We have something great with @levithomason who appears to be using vanilla JS/Web Components to build out SemanticUI in a more framework agnostic way. Which is EXACTLY what anyone could wish for from a modern UI library/framework. It would be silly to throw away the opportunity to work with what I could only consider a sponsor (through time, not money) just to hang out in a comfort zone. The web will move forward, with or without Semantic/Fomantic, and all of us are sitting on an opportunity to push Semantic/Fomantic ahead of the pack. Lets not squander it.
On second thought, I think JQuery-related discussion should be in it's own thread/issue to prevent it muddling up more important conversations about the future of SUI/FUI. Not that the JQuery conversation isn't important, but it's divisive, which can be very bad for a discussion meant to be future-facing. Since it shifts the focus into an argument over one item, instead of a discussion about the framework as a whole...
I fell into that trap with my above comment. and contributed to the off-topic mess.
@douglasg14b I agree, this thread is starting to get slightly off topic...
@hammy2899 If so, is there a way to move comments to another issue? Failing that, copy/pasting them as quotes would do if a line can be drawn pushing that conversation over there.
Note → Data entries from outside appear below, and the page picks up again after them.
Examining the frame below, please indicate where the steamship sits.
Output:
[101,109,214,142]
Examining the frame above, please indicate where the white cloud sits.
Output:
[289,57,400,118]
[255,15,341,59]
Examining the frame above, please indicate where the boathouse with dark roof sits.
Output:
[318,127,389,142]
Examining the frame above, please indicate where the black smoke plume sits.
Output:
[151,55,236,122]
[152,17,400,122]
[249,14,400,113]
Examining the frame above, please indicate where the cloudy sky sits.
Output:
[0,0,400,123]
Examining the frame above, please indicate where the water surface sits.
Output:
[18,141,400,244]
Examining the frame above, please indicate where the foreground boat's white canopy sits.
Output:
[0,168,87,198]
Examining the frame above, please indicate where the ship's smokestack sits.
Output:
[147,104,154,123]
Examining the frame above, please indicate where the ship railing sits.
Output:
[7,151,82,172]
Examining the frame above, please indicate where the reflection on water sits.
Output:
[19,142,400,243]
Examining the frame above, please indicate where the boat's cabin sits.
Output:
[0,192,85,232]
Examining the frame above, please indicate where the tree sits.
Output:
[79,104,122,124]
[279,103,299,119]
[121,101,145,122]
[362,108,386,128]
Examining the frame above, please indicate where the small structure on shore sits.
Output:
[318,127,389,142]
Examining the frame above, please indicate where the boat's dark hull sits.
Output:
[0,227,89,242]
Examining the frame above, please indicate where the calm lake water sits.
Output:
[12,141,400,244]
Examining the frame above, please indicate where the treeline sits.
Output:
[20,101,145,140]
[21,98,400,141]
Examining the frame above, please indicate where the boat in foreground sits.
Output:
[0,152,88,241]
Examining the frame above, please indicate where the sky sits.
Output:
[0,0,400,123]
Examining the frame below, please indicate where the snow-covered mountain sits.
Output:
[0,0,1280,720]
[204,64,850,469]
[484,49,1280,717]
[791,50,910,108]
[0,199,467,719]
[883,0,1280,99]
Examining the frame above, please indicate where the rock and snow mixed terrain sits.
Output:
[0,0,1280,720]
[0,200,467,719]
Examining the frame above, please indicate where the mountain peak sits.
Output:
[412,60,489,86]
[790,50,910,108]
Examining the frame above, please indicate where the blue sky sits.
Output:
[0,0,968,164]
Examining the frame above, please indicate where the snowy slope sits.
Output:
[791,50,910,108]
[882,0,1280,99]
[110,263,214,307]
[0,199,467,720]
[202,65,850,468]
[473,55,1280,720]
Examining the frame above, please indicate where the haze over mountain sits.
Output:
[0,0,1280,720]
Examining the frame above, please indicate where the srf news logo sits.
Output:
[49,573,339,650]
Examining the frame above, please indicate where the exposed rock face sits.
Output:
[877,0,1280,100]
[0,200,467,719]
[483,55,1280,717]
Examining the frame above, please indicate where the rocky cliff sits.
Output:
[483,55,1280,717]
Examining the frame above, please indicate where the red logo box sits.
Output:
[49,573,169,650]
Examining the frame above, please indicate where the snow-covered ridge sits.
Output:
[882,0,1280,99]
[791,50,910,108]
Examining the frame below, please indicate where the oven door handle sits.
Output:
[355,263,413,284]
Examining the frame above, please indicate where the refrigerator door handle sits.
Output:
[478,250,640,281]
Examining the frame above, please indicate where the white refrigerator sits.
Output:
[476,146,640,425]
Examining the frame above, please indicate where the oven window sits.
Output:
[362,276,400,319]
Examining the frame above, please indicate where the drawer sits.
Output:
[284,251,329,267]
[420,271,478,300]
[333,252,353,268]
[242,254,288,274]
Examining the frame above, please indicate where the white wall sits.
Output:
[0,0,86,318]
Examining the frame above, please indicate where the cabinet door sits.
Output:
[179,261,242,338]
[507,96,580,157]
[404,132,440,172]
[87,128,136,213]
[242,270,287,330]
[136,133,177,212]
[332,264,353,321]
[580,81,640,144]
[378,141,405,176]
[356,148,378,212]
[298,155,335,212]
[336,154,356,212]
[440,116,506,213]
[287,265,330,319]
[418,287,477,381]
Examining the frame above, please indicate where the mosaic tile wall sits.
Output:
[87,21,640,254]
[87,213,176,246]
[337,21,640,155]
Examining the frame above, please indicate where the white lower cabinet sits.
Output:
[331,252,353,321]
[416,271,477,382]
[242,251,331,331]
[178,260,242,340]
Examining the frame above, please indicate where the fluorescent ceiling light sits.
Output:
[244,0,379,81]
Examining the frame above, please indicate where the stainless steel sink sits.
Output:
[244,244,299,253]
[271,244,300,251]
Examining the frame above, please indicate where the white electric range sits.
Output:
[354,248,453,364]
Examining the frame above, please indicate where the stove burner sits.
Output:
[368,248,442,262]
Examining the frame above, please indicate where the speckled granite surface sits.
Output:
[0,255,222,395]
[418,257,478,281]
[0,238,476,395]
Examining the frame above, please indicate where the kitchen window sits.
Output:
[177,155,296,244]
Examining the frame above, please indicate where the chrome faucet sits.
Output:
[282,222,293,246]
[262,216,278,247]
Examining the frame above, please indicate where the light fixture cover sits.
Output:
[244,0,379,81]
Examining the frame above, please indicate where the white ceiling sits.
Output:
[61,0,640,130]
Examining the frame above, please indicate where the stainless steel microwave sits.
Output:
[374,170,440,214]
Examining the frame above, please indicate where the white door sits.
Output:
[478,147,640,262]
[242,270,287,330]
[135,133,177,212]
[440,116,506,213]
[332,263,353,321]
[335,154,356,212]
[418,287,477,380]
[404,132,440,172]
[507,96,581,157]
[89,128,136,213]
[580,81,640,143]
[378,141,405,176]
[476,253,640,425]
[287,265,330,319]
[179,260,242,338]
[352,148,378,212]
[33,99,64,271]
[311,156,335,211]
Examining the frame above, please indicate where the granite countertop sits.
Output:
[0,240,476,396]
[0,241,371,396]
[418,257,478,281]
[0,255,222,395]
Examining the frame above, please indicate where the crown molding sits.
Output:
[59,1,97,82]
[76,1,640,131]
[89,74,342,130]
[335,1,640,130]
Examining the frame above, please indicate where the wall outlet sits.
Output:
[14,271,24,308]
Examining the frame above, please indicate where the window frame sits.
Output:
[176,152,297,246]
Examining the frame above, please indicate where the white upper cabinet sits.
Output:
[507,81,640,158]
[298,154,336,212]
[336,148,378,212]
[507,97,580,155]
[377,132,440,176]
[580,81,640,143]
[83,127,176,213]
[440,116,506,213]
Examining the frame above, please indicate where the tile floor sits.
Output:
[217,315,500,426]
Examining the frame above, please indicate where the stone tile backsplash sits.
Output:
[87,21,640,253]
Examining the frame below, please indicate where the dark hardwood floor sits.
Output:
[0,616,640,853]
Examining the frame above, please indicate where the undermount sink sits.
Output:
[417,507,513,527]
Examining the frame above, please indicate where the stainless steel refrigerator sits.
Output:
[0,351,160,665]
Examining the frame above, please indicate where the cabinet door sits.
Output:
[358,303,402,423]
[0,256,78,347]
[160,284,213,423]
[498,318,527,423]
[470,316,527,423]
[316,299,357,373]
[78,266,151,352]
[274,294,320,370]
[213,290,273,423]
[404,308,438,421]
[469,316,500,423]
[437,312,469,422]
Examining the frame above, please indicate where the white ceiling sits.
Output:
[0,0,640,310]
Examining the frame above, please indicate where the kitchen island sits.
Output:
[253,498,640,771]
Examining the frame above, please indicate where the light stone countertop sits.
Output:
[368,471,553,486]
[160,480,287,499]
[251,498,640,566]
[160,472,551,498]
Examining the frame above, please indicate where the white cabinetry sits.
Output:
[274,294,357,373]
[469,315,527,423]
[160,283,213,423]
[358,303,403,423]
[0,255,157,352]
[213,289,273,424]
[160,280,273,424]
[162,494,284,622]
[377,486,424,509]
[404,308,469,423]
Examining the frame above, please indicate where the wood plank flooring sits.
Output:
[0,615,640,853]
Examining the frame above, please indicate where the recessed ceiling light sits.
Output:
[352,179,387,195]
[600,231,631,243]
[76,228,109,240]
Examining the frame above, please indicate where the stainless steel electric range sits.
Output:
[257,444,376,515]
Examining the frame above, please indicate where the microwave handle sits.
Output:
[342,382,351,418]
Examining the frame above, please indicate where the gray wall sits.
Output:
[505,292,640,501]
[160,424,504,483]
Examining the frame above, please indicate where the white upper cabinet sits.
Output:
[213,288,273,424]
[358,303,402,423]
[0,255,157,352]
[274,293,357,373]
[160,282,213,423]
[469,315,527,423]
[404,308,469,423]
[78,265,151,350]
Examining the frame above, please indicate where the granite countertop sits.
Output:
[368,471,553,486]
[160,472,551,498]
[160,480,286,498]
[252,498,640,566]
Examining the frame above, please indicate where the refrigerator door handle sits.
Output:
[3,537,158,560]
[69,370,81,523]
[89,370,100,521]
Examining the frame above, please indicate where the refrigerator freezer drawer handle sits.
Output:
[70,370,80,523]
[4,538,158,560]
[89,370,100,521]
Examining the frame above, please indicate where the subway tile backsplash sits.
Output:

@douglasg14b I will sort something out π
@douglasg14b I agree with most what you said but I was never trying to predict the future. You said that in the future jquery will be "legacy". Sure. As will "Fomantic/Semantic". As time passes by, browsers are implementing lots of standards and helping devs to spend less and less time with that "semantic stuff". I am pretty sure, a few years ahead, it will be much easier to users customize their websites/buttons without relying - or having to choose - a framework. You certainly will be able to use frameworks but they will add more than an overhead than a significant leap. Today, FUI/SUI helps A LOT when building apps/websites. In the years to come, I dont think it will be that much* important. I just want to say that, when jquery is gonna be considered "legacy" I am pretty sure most of what FUI/SUI provide today, will so too. But I understand the reasons why devs usually want to create "indepedent framework" ("jqueryless", for example) and most of the time I dont agree. But I've been wrong much more times on my life than right, so yeap, dont mind my opinion.
I also agree with @@douglasg14b that this jquery discussion shouldnt be part of this thread and I promise I will stop posting about it.
That is a great goal. I am curious what you will publish. My understanding has been that Web Components were supposed to do that.
@khornberg Web Components offer an API for creating custom HTML elements. They are often used in tandem with the Shadow DOM to isolate HTML and CSS to your component and solve the bleed problem. That is where it stops.
First, we are defining:
This will give the UI community a common language for talking about components, but more importantly, for sharing code. We can't share abstractions if we don't use the same terminology.
Second, armed with consistent naming and reliable anatomies, we are creating vanilla JS abstractions for:
As you can see, once we agree to component names and supported structures for common UI, we can use this specification to create and share abstractions. Imagine if I were to give you JSON objects describing the state, style, and accessibility of a certain Dropdown and asked you to apply it to a component in your favorite framework. This is what we're after. We see UI frameworks as different implementations of the same UI information.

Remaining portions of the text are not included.